Sokal was manically afraid of his treasures. To avoid arousing suspicion, he paid up front for a five day stay, but with all his baggage arrived at Nina’s. It was a Sunday. Not counting the hotel, the Buszicz family’s home was the most sumptuous residence on the plaza. 

The large, yellow renaissance building consisted of a high ground floor and two additional stories. The larger right side of the ground floor was occupied by the gigantic chancellery of Nina’s father, the attorney, in fact the most powerful advocate in town and the entire region. On the left was the dentistry cooperative set up by Nina, who employed three board-certified dentists. 

Sokal did not even know that three months ago Nina had married her father’s right hand man, also an advocate, older than her by twenty years; she was happy. Nina had also three younger sisters and two younger brothers and everyone lived together in this humongous palatial home in the center of Ljubljana. 

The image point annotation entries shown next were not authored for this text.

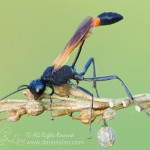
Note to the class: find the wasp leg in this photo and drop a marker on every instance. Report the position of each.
(78, 54)
(91, 108)
(84, 70)
(51, 117)
(106, 78)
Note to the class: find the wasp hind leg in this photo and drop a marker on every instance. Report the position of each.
(111, 77)
(84, 70)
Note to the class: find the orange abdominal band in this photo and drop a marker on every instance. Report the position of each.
(96, 22)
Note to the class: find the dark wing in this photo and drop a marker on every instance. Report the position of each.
(81, 34)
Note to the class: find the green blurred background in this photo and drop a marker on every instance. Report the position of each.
(34, 32)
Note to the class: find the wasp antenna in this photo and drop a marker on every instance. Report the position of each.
(18, 90)
(22, 86)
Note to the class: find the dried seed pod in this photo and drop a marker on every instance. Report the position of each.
(109, 114)
(12, 116)
(106, 136)
(34, 108)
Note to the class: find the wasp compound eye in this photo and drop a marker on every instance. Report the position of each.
(37, 87)
(109, 18)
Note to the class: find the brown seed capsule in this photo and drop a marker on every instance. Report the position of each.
(109, 114)
(12, 116)
(34, 108)
(106, 136)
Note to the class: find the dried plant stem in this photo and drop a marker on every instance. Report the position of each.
(67, 105)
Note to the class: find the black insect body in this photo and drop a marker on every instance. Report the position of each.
(58, 74)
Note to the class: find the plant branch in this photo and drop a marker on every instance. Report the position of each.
(65, 105)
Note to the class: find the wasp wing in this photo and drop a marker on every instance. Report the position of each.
(80, 35)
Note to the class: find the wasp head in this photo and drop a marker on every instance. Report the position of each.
(37, 87)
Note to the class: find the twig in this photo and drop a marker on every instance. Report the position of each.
(68, 105)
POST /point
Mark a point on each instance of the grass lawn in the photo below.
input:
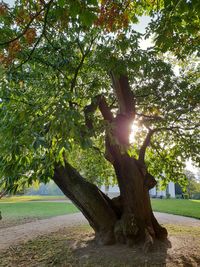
(184, 207)
(35, 209)
(31, 198)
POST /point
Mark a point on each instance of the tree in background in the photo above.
(193, 187)
(73, 82)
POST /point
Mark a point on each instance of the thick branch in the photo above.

Right off the bat Sokal told Nina in great secrecy his transits from the last forty eight hours, asking, if it were possible, in help in securing his priceless, though modest enough, and even poor looking, baggage. Nina thought a moment and said that for now the best safe deposit would be the strongbox, which stood unused in her study in the medical office. 

Soon in any case she took him there and left him alone, saying that in fifteen minutes she would be back. The strongbox was imposing, the height of a regular cabinet It had two parts, one on top of the other. 

The lower part was a very strong oak shelf, on it resting a fireproof strongbox. It was American, of the firm EMPIRE, it had even the plate of its distributor—it was traded by one Krasilovsky of 6 East 39th Street on Manhattan in New York. 

It had three locks on three complicated keys and a central knob for a five digit combination. Impenetrable. When Nina returned, Sokal was already ready. He had time even to select from the whole, happily saved jewelry of his aunt a belated wedding gift for Nina. 

It was one of the precious watches, of which Tante Ute had a giant collection—gold, streamlined square CARTIER SANTOS, never used, in the beautiful original packaging, it looked like it was bought yesterday, especially for this occasion. 

He wanted to give this to her immediately, but the touched Nina said to do this during dinner, which would be at any moment and to which would sit her entire large family.